Metallographic Examination
Metallographic examination involves observing and analyzing the internal structure of cemented carbide cutting tools to assess their properties. It can reveal defects, grain size, cobalt pool distribution, and other information within the tools. Common metallographic examination methods include microscope observation and scanning electron microscopy (SEM).
Carbide Phase Analysis
Carbide phase analysis determines the content and distribution of tungsten carbide and other carbides in cemented carbide cutting tools through chemical or physical methods. It helps understand the composition and performance characteristics of the tools. Common analysis methods include X-ray diffraction (XRD) and energy dispersive spectroscopy (EDS).

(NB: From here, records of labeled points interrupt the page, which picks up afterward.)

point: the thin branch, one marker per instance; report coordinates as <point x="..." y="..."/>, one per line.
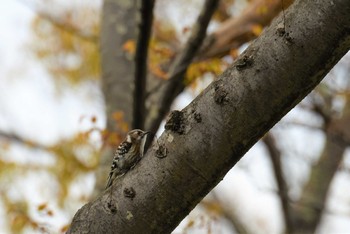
<point x="175" y="84"/>
<point x="275" y="156"/>
<point x="17" y="139"/>
<point x="230" y="214"/>
<point x="145" y="28"/>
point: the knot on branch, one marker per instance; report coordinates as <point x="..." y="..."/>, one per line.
<point x="176" y="122"/>
<point x="220" y="96"/>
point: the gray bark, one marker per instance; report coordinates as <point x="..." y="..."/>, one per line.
<point x="209" y="136"/>
<point x="118" y="25"/>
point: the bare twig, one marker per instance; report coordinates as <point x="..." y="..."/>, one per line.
<point x="145" y="27"/>
<point x="175" y="84"/>
<point x="275" y="156"/>
<point x="18" y="139"/>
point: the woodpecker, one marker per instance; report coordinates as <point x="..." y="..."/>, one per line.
<point x="128" y="154"/>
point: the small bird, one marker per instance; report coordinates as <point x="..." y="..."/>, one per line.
<point x="128" y="154"/>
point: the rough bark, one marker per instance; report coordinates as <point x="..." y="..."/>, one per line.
<point x="209" y="136"/>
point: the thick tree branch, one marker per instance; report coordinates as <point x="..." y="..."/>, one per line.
<point x="177" y="71"/>
<point x="275" y="156"/>
<point x="207" y="138"/>
<point x="145" y="27"/>
<point x="118" y="25"/>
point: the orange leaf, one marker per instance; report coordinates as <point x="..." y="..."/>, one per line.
<point x="129" y="46"/>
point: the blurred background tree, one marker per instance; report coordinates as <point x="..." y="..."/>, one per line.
<point x="296" y="179"/>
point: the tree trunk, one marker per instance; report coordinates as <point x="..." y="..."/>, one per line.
<point x="207" y="138"/>
<point x="118" y="25"/>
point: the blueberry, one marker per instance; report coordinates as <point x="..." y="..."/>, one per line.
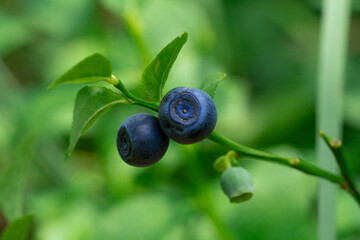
<point x="187" y="115"/>
<point x="140" y="140"/>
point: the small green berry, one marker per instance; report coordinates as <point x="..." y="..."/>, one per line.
<point x="237" y="184"/>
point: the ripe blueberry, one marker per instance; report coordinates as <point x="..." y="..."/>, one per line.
<point x="140" y="140"/>
<point x="187" y="115"/>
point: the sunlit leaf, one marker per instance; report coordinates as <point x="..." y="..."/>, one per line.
<point x="94" y="68"/>
<point x="156" y="74"/>
<point x="18" y="230"/>
<point x="211" y="83"/>
<point x="90" y="104"/>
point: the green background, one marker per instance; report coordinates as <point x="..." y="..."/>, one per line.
<point x="269" y="51"/>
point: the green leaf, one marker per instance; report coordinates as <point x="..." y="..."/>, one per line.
<point x="94" y="68"/>
<point x="18" y="230"/>
<point x="211" y="83"/>
<point x="90" y="104"/>
<point x="12" y="182"/>
<point x="156" y="74"/>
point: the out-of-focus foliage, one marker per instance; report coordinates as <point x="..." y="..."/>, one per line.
<point x="268" y="49"/>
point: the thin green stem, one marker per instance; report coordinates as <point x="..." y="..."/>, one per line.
<point x="337" y="150"/>
<point x="294" y="163"/>
<point x="133" y="99"/>
<point x="290" y="162"/>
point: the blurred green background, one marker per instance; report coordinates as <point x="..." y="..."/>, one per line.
<point x="269" y="50"/>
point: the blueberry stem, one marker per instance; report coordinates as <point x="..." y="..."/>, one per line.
<point x="345" y="181"/>
<point x="296" y="163"/>
<point x="337" y="150"/>
<point x="133" y="99"/>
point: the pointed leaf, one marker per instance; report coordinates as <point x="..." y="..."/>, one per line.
<point x="13" y="180"/>
<point x="19" y="229"/>
<point x="94" y="68"/>
<point x="156" y="74"/>
<point x="211" y="83"/>
<point x="90" y="104"/>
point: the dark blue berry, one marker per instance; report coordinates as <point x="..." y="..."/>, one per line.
<point x="187" y="115"/>
<point x="140" y="140"/>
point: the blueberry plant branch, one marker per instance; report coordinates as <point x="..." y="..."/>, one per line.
<point x="295" y="163"/>
<point x="94" y="101"/>
<point x="337" y="150"/>
<point x="131" y="98"/>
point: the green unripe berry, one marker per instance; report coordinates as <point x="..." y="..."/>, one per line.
<point x="237" y="184"/>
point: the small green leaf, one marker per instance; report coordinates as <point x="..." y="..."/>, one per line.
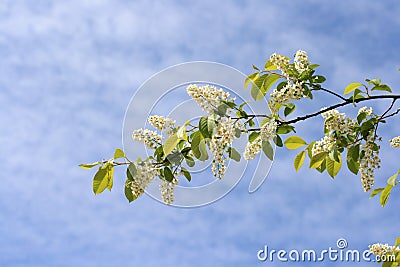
<point x="278" y="141"/>
<point x="181" y="133"/>
<point x="290" y="107"/>
<point x="294" y="142"/>
<point x="186" y="173"/>
<point x="190" y="161"/>
<point x="103" y="178"/>
<point x="168" y="174"/>
<point x="332" y="166"/>
<point x="131" y="171"/>
<point x="234" y="154"/>
<point x="119" y="154"/>
<point x="253" y="136"/>
<point x="381" y="87"/>
<point x="392" y="179"/>
<point x="269" y="66"/>
<point x="351" y="87"/>
<point x="249" y="79"/>
<point x="88" y="166"/>
<point x="284" y="129"/>
<point x="268" y="150"/>
<point x="397" y="242"/>
<point x="317" y="160"/>
<point x="198" y="146"/>
<point x="128" y="191"/>
<point x="376" y="192"/>
<point x="170" y="144"/>
<point x="206" y="126"/>
<point x="385" y="194"/>
<point x="299" y="160"/>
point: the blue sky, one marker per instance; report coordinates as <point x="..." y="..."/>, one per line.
<point x="68" y="70"/>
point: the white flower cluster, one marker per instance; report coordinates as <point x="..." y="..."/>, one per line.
<point x="292" y="91"/>
<point x="267" y="133"/>
<point x="335" y="121"/>
<point x="301" y="61"/>
<point x="395" y="142"/>
<point x="367" y="111"/>
<point x="167" y="190"/>
<point x="380" y="250"/>
<point x="208" y="97"/>
<point x="224" y="136"/>
<point x="150" y="138"/>
<point x="323" y="145"/>
<point x="280" y="62"/>
<point x="368" y="164"/>
<point x="145" y="174"/>
<point x="161" y="123"/>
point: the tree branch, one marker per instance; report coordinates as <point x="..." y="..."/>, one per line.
<point x="344" y="103"/>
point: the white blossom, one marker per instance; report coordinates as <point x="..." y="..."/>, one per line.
<point x="223" y="138"/>
<point x="280" y="62"/>
<point x="150" y="138"/>
<point x="335" y="121"/>
<point x="292" y="91"/>
<point x="395" y="142"/>
<point x="369" y="163"/>
<point x="167" y="190"/>
<point x="267" y="133"/>
<point x="208" y="97"/>
<point x="161" y="123"/>
<point x="145" y="174"/>
<point x="301" y="61"/>
<point x="367" y="111"/>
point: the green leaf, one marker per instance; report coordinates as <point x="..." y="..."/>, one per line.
<point x="392" y="179"/>
<point x="332" y="166"/>
<point x="278" y="141"/>
<point x="249" y="79"/>
<point x="186" y="173"/>
<point x="234" y="154"/>
<point x="198" y="146"/>
<point x="299" y="160"/>
<point x="128" y="191"/>
<point x="170" y="144"/>
<point x="206" y="126"/>
<point x="268" y="150"/>
<point x="168" y="174"/>
<point x="190" y="161"/>
<point x="381" y="87"/>
<point x="181" y="133"/>
<point x="253" y="136"/>
<point x="319" y="79"/>
<point x="131" y="171"/>
<point x="351" y="87"/>
<point x="256" y="88"/>
<point x="119" y="154"/>
<point x="103" y="178"/>
<point x="284" y="129"/>
<point x="290" y="107"/>
<point x="88" y="166"/>
<point x="397" y="242"/>
<point x="385" y="194"/>
<point x="269" y="66"/>
<point x="317" y="160"/>
<point x="269" y="81"/>
<point x="376" y="192"/>
<point x="294" y="142"/>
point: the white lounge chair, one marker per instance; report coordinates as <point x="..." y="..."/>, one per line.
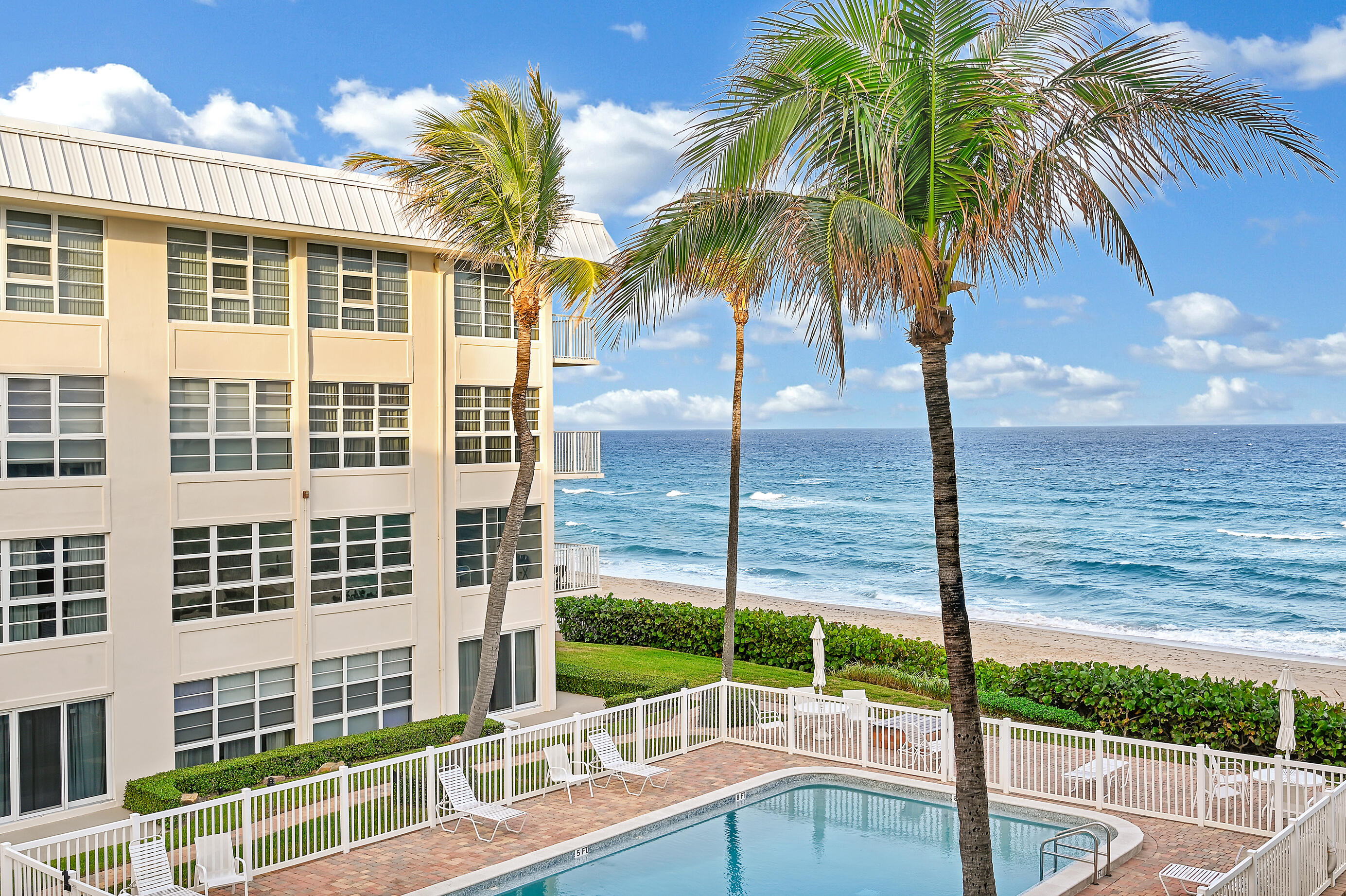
<point x="613" y="765"/>
<point x="461" y="802"/>
<point x="151" y="871"/>
<point x="562" y="770"/>
<point x="218" y="865"/>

Microstructural Observation
Microstructural observation involves observing the internal microstructure of cemented carbide cutting tools using microscopes, including grain morphology, grain boundary distribution, etc. It helps reveal the microscopic mechanisms of tool performance. Common observation methods include optical microscopes and electron microscopes.
Fatigue Strength
Fatigue strength refers to the ability of cemented carbide cutting tools to resist fracture under long-term alternating loads. Fatigue strength tests are typically conducted using fatigue testing machines to assess the reliability of tools under long-term use.
Thermal Stability
Thermal stability refers to the ability of cemented carbide cutting tools to maintain stable performance under high-temperature environments. Thermal stability tests often include cutting tests or thermal shock tests under high-temperature conditions to assess the wear resistance and deformation resistance of tools at high temperatures.

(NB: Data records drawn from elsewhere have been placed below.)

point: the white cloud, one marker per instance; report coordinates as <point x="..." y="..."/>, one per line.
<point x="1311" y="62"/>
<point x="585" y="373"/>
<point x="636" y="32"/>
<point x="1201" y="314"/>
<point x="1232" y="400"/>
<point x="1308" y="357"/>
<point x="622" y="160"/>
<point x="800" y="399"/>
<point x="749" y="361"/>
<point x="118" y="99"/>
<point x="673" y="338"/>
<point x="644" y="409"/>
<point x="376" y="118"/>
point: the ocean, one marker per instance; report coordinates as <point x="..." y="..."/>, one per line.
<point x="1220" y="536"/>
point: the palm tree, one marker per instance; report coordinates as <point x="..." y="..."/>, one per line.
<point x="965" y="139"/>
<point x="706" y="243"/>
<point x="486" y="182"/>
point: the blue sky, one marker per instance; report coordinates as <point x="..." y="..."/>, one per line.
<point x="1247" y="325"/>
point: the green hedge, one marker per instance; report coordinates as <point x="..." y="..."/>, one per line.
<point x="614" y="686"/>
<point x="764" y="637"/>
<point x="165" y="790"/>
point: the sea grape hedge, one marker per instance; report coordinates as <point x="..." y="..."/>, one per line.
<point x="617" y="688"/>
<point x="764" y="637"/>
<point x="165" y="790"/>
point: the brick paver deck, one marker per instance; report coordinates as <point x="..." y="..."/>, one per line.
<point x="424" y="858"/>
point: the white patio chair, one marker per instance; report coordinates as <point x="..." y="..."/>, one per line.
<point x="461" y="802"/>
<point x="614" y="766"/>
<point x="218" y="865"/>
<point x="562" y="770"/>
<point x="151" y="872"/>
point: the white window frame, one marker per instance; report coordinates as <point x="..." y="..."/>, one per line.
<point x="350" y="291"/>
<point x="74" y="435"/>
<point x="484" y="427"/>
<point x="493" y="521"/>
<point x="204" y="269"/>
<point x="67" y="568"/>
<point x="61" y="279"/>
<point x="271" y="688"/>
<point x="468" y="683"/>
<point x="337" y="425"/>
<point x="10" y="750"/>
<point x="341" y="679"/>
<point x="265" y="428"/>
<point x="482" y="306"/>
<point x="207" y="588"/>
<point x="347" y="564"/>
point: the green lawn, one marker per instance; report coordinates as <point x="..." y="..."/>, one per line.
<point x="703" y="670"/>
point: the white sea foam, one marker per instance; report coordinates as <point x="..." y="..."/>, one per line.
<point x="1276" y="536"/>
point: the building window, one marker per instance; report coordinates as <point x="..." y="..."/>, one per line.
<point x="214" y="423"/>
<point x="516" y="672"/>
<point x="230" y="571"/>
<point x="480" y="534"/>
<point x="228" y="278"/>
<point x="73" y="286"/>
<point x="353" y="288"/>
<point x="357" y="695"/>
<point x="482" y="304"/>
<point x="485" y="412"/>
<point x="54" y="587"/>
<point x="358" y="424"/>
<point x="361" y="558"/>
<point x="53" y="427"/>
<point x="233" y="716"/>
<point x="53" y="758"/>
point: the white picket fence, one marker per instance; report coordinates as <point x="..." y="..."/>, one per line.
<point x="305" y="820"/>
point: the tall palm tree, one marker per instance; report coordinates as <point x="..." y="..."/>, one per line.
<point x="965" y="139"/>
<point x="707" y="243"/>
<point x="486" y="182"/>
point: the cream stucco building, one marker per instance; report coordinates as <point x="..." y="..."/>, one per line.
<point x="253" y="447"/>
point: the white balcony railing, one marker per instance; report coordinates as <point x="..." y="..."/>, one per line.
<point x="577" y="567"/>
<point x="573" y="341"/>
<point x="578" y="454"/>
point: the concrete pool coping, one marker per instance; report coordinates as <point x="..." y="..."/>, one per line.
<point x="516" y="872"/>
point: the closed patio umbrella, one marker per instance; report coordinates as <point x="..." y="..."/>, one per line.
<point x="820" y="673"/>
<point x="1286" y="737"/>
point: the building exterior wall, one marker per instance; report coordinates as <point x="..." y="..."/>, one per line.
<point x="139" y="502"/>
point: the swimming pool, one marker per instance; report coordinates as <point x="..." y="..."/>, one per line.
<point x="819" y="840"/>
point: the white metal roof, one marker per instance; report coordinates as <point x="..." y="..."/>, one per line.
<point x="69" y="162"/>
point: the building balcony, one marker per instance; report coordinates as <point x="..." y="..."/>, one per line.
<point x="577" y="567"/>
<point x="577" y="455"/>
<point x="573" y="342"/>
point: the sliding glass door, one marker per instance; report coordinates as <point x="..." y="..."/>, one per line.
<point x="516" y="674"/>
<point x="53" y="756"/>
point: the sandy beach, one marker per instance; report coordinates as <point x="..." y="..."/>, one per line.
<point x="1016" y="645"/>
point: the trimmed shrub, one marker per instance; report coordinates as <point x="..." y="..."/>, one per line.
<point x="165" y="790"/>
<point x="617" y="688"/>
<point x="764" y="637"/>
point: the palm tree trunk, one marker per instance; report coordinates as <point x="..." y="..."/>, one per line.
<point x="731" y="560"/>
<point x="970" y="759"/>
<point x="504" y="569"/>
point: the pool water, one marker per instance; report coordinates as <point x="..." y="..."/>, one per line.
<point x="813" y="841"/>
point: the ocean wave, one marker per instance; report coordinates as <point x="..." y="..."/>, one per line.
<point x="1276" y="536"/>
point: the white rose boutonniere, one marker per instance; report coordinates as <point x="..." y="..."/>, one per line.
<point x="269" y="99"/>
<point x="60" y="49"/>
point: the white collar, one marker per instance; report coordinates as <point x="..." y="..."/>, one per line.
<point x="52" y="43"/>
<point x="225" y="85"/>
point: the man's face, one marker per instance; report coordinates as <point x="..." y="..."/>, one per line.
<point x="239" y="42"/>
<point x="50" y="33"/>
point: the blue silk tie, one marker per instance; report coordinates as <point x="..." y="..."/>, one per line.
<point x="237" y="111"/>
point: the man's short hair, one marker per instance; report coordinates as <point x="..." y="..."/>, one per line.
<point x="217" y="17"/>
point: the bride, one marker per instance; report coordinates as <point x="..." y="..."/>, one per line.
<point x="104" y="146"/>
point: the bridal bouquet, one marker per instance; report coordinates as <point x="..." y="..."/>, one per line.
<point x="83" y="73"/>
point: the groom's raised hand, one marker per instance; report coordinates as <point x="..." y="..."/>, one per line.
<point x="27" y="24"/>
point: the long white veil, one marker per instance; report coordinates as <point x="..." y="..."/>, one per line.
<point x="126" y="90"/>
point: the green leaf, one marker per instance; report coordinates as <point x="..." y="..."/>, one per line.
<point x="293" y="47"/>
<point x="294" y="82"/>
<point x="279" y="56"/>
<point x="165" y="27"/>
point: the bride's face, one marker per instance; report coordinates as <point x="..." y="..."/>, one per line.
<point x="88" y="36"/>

IV. Other Related Terms In Cemented Carbide Cutting Tools
Coating Technology
Coating technology involves applying one or more layers of special materials to the surface of cemented carbide cutting tools to improve wear resistance, impact resistance, and lubrication. Common coating materials include titanium nitride (TiN), titanium carbide (TiC), aluminum oxide (Al2O3), etc.
Tool Geometry Parameters
Tool geometry parameters refer to the shape, size, and angles of cutting tools during the cutting process. These parameters directly affect the cutting performance and workpiece quality of the tools. Common tool geometry parameters include rake angle, relief angle, and cutting edge angle.
Cutting Fluid
Cutting fluid is a liquid used to cool, lubricate, and clean the cutting area during the cutting process. The selection and use of cutting fluids have a significant impact on the cutting performance and life of cemented carbide cutting tools. Common cutting fluids include water-soluble cutting fluids and oil-based cutting fluids.
Tool Wear
Tool wear refers to the phenomenon of performance degradation of cutting tools due to friction, wear, and high temperatures during the cutting process. Tool wear is an inevitable issue in cutting processing, but it can be slowed down by reasonable cutting parameters, coating technology, and tool material selection.
Tool Management
Tool management refers to the management activities related to the procurement, storage, use, and maintenance of cutting tools. Effective tool management can improve cutting processing efficiency, reduce production costs, and ensure workpiece quality.
V. Conclusion
The cemented carbide cutting tools industry is a field full of challenges and opportunities. With the rapid development and technological advancements in the manufacturing industry, the application fields of cemented carbide cutting tools will become more extensive. Understanding the common terms and in-depth explanations in the cemented carbide cutting tools industry helps us better grasp the development trends and industry dynamics of this field. We hope this article provides valuable reference and insight for readers.